Starfire looks like something straight out of a Caroline Bessette Kennedy mood board. I wore them and looked helplessly at the Meta Assistant; She gives me an iPhone and sends me out for a walk. There are mirrors everywhere in Jenner’s room, one of three impressionist-driven, interactive installations installed by Meta at Terminal Warehouse, a Manhattan event space that once housed the famed 1990s nightclub Tunnel.
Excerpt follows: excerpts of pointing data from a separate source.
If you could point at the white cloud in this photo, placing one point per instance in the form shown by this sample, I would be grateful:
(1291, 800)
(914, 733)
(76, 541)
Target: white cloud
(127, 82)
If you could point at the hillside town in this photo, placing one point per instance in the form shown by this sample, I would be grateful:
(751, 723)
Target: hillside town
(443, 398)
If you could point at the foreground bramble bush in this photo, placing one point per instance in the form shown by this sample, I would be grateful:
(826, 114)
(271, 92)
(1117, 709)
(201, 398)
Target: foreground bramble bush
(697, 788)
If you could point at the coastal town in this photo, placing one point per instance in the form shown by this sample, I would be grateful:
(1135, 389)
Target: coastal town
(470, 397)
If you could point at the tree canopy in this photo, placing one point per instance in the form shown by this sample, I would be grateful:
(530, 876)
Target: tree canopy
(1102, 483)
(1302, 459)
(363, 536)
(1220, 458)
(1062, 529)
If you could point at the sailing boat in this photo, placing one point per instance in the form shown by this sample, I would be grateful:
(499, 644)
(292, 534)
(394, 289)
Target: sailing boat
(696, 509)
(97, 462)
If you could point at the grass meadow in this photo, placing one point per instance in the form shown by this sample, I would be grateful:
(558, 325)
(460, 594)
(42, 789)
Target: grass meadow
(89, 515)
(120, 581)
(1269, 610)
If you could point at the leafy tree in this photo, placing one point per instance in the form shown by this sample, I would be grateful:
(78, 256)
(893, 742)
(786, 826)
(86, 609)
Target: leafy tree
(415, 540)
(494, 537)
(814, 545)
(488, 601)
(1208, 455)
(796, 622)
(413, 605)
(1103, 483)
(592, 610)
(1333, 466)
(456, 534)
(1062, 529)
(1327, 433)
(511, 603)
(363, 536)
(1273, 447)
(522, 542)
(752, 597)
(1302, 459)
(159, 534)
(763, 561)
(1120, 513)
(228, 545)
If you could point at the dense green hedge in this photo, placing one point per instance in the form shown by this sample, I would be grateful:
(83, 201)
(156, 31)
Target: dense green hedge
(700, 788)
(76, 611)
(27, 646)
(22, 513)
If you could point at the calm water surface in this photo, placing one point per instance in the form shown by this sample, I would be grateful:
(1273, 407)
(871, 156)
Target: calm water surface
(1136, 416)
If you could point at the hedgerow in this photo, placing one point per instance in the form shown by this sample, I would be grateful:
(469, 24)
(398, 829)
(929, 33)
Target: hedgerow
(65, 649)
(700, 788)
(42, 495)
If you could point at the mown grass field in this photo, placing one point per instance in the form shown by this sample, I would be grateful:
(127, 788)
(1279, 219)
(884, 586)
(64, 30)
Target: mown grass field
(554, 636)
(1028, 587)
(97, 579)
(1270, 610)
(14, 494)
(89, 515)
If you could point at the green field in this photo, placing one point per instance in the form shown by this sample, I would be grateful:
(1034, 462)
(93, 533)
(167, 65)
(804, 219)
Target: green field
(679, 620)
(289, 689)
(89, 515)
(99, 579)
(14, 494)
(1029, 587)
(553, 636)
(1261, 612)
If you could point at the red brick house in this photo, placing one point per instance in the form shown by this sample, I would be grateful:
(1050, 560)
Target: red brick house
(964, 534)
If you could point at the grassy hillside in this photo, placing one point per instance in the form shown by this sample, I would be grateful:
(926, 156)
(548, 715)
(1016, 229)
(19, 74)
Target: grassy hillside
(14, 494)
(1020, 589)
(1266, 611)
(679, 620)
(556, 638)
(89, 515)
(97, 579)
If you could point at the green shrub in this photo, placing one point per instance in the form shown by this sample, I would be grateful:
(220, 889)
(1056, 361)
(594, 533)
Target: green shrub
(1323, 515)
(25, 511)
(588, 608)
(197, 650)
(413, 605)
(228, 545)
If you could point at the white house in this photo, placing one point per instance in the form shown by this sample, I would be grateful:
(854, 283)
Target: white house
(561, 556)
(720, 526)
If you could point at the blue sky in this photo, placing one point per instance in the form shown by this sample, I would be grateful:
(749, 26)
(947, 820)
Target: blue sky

I understand that the Tunnel was a bastion of drugs, public sex and bitchiness, which probably benefited greatly from the fact that cameras you could wear on your face had not yet been invented. But even at this corporate event of 2020, I become nervously aware of myself once my lender Starfire is actively recording. Every time I look at my reflection in the mirror, the recording light shines back at me, as if someone else was also contacting me through my reflection.

A crowd is gathering on Peggy Cow’s stage.

Jason Lowery/BFA.com

Walking through the crowd at Peggy Gow’s DJ stand, I recognize the same playfulness in others when they notice the headlights shining on my right temple. I feel like a hall monitor. “Hey, Meta, turn on the AC,” a partygoer wearing Starfire said as he passed by. The place is pink-washed and oppressively scented, filled with influencers, content creators, meta designers, and techno hooligans stealing souvenirs from establishments. “All the hot girls stole from Meta,” says one tech employee.

It’s cool in the Silver Magnet Room created by conceptual artist Harry Nuriv, one of the many creatives enlisted to help set the evening’s atmosphere. At its center is a pit filled with the usual magnets: Scrabble tiles, pastries and outlines of US states. We are invited to make our own magnet arrangements, and a small framed prompt tells us to ask the Meta what those arrangements say about us.